Baru sekali ini aku menghadiri acara pemakaman.
Suara orang-orang menyerupai dengungan di telingaku. Aku mengedarkan mataku
dari ujung ke ujung, tapi hanya sosok-sosok berbalut pakaian hitam yang
kulihat. Oh... dan pohon kamboja dan langsung saja mataku berkunang-kunang.
Entah mengapa?
Bau khas makam menyeruak hidungku. Wangi mawar dan
kemenyan menjadi satu, membuat kepalaku berdenyut-denyut. Secepat mungkin aku
memijat lembut pelipisku dengan jari-jariku, setengah berharap denyutan yang
menyerangku menguap di udara. Oh... betapa ingin aku cepat-cepat meringkuk di
balik selimut tebalku. Membayangkannya saja terasa nikmat. Tapi nikmat yang aku
rasa tidak dibarengi dengan senyum simpulku, seperti biasa. Kali ini,
entahlah... bukan karena suasana seram makam ini atau gundukan basah di
depanku. Aku hanya merasa takut saja.
“Zay, pulang yuk,” aku menyodoklen gan Uzay dengan
sikuku. Tapi aku sadar, sekeras apapun aku menyodoknya, ia tidak akan bergerak
sedikitpun. Sepertinya gundukan basah dengan taburan bunga di depan kami cukup
hebat mengguncang separuh jiwanya. Separuh? Bukan. Tapi segenap jiwanya. Aku
kasihan sekali melihatnya seperti itu. Maka, aku melingkarkan tanganku ke
lengannya dan mengusapnya lembut.
“Zay, kepastian. Tidak ada yang menginginkan ini
semua terjadi,” hiburku pelan.
“Tapi ini semua salahku, Ry,” gumamnya. “Sumpah
serapahku. Doaku. Aku benci diriku sendiri!” Uzay menggeleng pelan, seolah
mengusir kegundahan dan rasa bersalah yang merobek hatinya. Wajahnya sungguh
kacau.
Awalnya aku tidak terlalu paham mengapa Uzay
menganggap dirinya bersalah atas kematian kakak laki-lakinya itu. Bukankah
selama ini ia selalu membenci dan dibenci. Saling manjatuhkan dan tidak pernah
akur selama hidup bersama. Aku sendiri juga tidak terlalu mengenal Eksak, kakak
Uzay, selama ini. Bukan karena aku tidak pandai bergaul, tapi lebih cenderung
kepada sikap hati-hati saja. Dan juga karena peringatan keras dari Uzay.

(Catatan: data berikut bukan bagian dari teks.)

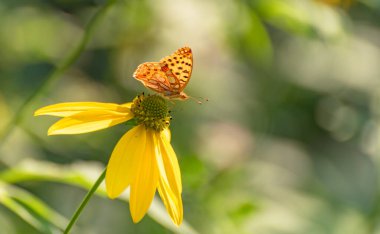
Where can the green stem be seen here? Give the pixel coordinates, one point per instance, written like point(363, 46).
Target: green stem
point(67, 61)
point(84, 202)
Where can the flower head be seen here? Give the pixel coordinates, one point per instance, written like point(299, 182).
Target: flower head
point(143, 159)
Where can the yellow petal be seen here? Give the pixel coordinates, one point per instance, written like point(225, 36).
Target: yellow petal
point(72, 108)
point(170, 163)
point(170, 187)
point(88, 121)
point(145, 184)
point(172, 201)
point(124, 161)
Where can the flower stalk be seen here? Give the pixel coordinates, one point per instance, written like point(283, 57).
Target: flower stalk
point(83, 204)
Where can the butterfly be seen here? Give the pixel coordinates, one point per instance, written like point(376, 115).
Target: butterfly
point(169, 76)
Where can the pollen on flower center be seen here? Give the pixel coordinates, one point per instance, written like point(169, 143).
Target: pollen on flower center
point(152, 111)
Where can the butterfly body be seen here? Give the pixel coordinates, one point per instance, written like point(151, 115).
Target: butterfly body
point(168, 77)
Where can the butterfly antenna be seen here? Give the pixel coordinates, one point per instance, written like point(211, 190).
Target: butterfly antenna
point(198, 100)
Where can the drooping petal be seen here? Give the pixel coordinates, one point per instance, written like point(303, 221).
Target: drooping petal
point(125, 160)
point(71, 108)
point(145, 184)
point(88, 121)
point(168, 188)
point(170, 163)
point(172, 201)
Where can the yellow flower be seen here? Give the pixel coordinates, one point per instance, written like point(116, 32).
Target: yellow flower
point(143, 159)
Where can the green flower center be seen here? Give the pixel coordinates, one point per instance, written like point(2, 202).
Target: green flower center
point(152, 111)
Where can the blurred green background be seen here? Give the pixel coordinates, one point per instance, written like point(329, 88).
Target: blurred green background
point(288, 143)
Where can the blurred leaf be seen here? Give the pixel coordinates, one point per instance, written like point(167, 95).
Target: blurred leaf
point(251, 38)
point(83, 176)
point(286, 16)
point(32, 210)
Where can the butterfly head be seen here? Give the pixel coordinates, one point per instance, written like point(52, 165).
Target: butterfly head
point(183, 96)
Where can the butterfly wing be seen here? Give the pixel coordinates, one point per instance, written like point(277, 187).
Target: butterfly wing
point(180, 63)
point(157, 77)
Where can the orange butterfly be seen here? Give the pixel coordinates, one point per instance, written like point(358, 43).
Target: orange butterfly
point(169, 76)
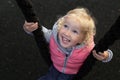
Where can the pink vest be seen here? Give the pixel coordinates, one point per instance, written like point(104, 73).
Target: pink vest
point(73, 62)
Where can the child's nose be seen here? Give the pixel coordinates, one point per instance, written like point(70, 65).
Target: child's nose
point(67, 33)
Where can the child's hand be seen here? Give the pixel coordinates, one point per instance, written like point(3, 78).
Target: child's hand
point(100, 56)
point(30, 26)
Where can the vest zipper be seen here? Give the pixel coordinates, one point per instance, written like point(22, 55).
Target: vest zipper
point(65, 62)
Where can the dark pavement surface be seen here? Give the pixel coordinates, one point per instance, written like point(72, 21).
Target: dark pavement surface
point(20, 58)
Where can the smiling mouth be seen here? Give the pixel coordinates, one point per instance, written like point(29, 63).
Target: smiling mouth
point(65, 40)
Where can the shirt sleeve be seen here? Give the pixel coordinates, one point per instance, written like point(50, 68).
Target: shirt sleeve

“Kalau mau selamat, jangan pernah kenal sama Eksak
keparat itu!” Uzay menyemburkan kalimat itu lengkap dengan cengkeraman keras di
lenganku dan tatapan menusuk mataku. Aku sempat bergidik ngeri ketika itu.
Uzay terduduk di tanah basah. Aku hanya bisa diam,
menunggu kapan Uzay mengabulkan ajakanku untuk pulang saja. Aku hanya tidak
ingin melihatnya terus-terusan merasa bersalah kalau tetap berada di sini.
Pulang itu lebih baik menurutku.
***
Ketika sore itu aku mendapat berita kecelakaan
maut itu merenggut nyawa kakak Uzay, aku langsung melesat cepat ke rumahnya.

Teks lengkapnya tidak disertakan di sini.